When we open our eyes to see God’s word living among us, it makes it even harder to remember the beginning of this story. Because our text for today begins as the answer to a question. Jesus is welcoming and eating with some sinners, and so the gathered crowd of religious leaders starts to grumble. And so he tells them three parables- one about a lost sheep, that the shepherd cares so deeply for he is willing to leave all the other 99 sheep out in the pasture in order to find this one, because the 99 are incomplete if one is missing. And then he tells the parable of a lost coin, one woman’s tiny coin when she already has nine others, a little coin that she turns her entire household upside down to find. And finally, he tells this story, our parable for today, about three people, and I think more than just one brother who is lost.
And, I wonder, if Jesus sat among us now, if he would tell us other stories. Perhaps a story about how somewhere in this city there sits a young person who is facing the possibility of a conviction for murder. Or perhaps the story of somewhere in this city where a father is leaning over the bed of his son, wishing that he had the chance to come home again. But it doesn’t end with just the lostness of this life, in our biblical parables or in the world around us.

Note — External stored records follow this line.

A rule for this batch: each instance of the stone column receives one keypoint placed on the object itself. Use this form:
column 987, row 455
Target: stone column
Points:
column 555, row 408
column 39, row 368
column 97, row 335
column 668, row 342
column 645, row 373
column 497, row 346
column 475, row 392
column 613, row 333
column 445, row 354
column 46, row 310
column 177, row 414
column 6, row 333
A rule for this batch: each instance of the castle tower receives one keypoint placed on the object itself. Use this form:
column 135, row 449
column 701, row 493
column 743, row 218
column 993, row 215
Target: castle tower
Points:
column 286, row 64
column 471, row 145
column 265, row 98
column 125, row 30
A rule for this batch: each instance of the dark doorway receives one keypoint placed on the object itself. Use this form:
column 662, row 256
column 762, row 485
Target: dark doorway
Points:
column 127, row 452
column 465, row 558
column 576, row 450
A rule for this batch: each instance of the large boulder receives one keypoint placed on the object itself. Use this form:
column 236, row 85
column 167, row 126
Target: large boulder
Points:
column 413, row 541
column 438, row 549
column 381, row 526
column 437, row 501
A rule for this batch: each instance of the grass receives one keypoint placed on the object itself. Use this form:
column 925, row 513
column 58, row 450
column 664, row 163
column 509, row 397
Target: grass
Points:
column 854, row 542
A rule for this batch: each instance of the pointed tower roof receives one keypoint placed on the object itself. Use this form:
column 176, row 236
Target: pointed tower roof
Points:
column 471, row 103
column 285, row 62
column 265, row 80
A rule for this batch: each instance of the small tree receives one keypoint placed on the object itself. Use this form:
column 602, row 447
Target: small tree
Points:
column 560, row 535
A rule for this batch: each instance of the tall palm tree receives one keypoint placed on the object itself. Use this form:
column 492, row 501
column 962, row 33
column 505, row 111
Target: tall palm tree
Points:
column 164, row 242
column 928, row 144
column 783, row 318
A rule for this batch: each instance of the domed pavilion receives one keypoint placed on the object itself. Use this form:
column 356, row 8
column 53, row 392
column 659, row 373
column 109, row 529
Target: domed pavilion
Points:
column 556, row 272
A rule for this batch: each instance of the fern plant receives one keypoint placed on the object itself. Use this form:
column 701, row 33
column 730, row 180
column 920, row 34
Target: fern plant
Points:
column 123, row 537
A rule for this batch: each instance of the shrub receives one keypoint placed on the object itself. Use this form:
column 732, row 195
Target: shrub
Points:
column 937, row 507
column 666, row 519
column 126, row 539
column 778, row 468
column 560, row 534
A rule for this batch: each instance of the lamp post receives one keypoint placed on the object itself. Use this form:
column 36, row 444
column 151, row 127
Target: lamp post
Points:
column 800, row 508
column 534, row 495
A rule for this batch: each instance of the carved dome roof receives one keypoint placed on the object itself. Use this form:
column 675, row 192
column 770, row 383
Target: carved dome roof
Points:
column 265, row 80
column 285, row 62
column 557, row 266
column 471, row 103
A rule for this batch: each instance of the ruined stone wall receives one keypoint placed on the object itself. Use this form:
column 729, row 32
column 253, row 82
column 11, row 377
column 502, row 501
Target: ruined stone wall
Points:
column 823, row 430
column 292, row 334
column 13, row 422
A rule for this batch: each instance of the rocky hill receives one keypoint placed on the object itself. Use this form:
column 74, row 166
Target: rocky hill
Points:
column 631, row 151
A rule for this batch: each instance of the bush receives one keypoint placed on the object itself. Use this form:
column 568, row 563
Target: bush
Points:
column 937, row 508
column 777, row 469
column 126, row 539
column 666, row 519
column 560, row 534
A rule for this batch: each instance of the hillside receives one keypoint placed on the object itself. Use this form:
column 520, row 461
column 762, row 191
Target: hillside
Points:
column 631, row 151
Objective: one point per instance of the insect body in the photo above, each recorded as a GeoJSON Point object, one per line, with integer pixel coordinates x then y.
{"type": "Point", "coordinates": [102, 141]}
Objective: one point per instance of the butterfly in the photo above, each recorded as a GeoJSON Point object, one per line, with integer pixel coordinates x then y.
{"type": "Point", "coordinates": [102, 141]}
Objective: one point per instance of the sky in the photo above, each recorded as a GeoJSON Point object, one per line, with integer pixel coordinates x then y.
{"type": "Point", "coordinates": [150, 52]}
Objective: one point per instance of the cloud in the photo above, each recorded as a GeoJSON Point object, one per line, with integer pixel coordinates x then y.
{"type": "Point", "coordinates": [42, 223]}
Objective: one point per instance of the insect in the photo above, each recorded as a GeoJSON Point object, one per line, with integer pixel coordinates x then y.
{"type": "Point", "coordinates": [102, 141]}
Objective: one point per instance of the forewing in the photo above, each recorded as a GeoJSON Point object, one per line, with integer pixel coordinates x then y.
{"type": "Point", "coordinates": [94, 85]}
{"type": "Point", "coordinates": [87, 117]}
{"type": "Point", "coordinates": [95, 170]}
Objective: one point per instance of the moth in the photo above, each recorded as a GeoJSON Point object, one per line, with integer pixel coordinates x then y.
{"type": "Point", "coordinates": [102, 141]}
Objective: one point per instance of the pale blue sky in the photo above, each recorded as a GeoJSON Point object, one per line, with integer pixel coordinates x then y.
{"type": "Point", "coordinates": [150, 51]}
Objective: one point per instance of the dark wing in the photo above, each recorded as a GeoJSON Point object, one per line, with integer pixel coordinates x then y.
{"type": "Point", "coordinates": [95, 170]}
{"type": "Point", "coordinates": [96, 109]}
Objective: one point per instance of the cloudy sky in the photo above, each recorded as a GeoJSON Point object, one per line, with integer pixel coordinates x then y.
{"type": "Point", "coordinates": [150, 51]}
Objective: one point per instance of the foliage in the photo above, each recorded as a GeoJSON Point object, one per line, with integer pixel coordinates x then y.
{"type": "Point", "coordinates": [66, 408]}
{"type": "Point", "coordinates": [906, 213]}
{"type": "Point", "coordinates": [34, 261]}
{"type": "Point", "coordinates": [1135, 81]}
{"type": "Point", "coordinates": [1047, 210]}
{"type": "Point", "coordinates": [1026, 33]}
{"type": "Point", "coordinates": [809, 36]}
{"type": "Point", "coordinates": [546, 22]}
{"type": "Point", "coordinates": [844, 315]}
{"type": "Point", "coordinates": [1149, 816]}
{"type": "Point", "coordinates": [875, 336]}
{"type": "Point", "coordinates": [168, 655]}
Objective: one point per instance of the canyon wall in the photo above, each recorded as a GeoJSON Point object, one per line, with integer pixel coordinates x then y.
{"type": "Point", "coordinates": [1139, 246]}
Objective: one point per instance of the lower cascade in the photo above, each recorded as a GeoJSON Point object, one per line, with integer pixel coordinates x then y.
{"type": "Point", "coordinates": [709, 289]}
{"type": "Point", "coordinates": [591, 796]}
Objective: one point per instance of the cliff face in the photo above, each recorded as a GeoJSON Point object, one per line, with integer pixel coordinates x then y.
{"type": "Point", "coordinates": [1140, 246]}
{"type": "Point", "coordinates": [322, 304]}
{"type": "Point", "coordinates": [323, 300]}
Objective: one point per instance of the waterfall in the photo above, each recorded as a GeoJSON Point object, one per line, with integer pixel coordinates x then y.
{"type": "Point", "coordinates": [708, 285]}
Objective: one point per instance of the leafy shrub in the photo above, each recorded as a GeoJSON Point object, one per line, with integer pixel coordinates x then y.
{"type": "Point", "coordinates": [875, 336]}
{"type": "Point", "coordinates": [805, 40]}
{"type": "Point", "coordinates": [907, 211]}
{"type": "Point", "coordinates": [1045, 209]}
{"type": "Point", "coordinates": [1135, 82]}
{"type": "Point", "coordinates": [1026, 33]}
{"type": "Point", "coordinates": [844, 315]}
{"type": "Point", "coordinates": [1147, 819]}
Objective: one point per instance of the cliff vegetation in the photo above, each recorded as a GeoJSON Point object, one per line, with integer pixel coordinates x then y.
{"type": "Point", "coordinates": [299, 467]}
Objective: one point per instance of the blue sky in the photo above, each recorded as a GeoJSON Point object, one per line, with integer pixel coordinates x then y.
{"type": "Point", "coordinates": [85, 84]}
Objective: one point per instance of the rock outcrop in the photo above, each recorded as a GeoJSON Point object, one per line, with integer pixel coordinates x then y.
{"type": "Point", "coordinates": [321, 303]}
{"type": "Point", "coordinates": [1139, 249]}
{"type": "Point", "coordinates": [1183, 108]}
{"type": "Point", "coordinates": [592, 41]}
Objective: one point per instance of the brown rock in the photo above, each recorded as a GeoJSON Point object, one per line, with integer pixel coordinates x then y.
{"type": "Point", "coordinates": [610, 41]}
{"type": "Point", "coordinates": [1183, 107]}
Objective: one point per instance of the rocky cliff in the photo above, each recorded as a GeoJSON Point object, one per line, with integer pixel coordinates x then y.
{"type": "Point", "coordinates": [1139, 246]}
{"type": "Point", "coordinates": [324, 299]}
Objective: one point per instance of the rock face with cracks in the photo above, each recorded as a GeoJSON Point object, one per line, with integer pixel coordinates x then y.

Because each one of these stories ends with a celebration, a shepherd that rejoices when he finds his sheep, a woman who throws a party for all her neighbors when she shakes out the cushions and finds her coin, a father who kills the fatted calf, invites his hired hands and his friends to celebrate because life has come out of death, what was lost has been found.
We don’t know how this story ends, the best parables never tell us. We don’t know if that older brother waits outside with a scowl on his face and envy in his heart. We don’t know if that younger son becomes a different man because he has been wrapped in this kind of lavish love. I don’t know what will happen to a boy on trial or a family who has lost a son. I don’t know if they will be surprised when even if there is grief, even if there is shame, there is also the possibility that they will know laughter again. But I do know that God is a God who searches diligently for us, who will find us no matter how far away we have gone, who will find us even when we believe all we are is dead in order that we might have life. And we know that our God keeps on throwing parties, keeps on running down the road even when we are far off, keeps on inviting us to the table, because there is always room, there is always a place, there is always abundant grace and mercy to be shared. We had to celebrate and rejoice, he says, because the one who once was dead has found life, the one who was lost, has been found. Amen, and thanks be to God.